On-road vehicles contribute more than 23 percent of total U.S. GHG emissions. EPA’s proposed GHG standards for light-duty vehicles, a subset of on-road vehicles, would reduce GHG emissions by nearly 950 million metric tons and conserve 1.8 billion barrels of oil over the lifetime of model year 2012-2016 vehicles.


 


EPA’s endangerment finding covers emissions of six key greenhouse gases ‘ carbon dioxide, methane, nitrous oxide, hydrofluorocarbons, perfluorocarbons and sulfur hexafluoride ‘ that have been the subject of scrutiny and intense analysis for decades by scientists in the United States and around the world.
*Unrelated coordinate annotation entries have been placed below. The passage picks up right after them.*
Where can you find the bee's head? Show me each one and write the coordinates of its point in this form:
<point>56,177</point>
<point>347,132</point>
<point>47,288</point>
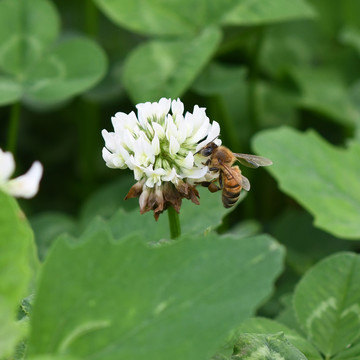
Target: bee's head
<point>208,149</point>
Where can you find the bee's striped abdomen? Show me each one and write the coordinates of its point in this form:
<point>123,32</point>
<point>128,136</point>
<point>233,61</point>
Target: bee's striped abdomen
<point>231,192</point>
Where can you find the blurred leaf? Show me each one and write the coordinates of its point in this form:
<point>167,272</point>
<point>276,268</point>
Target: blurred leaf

Scientific consensus shows that as a result of human activities, GHG concentrations in the atmosphere are at record high levels and data shows that the Earth has been warming over the past 100 years, with the steepest increase in warming in recent decades. The evidence of human-induced climate change goes beyond observed increases in average surface temperatures; it includes melting ice in the Arctic, melting glaciers around the world, increasing ocean temperatures, rising sea levels, acidification of the oceans due to excess carbon dioxide, changing precipitation patterns, and changing patterns of ecosystems and wildlife.


Recent revelations from ‘Climategate” ‘ email and modeling code likely released by a whistleblower at the University of East Anglia’s Climate Research Unit raise serious questions about the quality of the science the EPA and UN are basing their policies on, as well as the underlying structure of much of the ‘independent” studies that also use this data. Most recently, Russian officials have called into question an apparent selectivity in the CRU use of some of its raw data to produce those climate models.


President Obama and Administrator Jackson have publicly stated that they support a legislative solution to the problem of climate change and Congress’ efforts to pass comprehensive climate legislation. However, climate change is threatening public health and welfare, and it is critical that EPA fulfill its obligation to respond to the 2007 U.S. Supreme Court ruling that determined that greenhouse gases fit within the Clean Air Act definition of air pollutants.


EPA issued the proposed findings in April 2009 and held a 60-day public comment period. The agency received more than 380,000 comments, which were carefully reviewed and considered during the development of the final findings.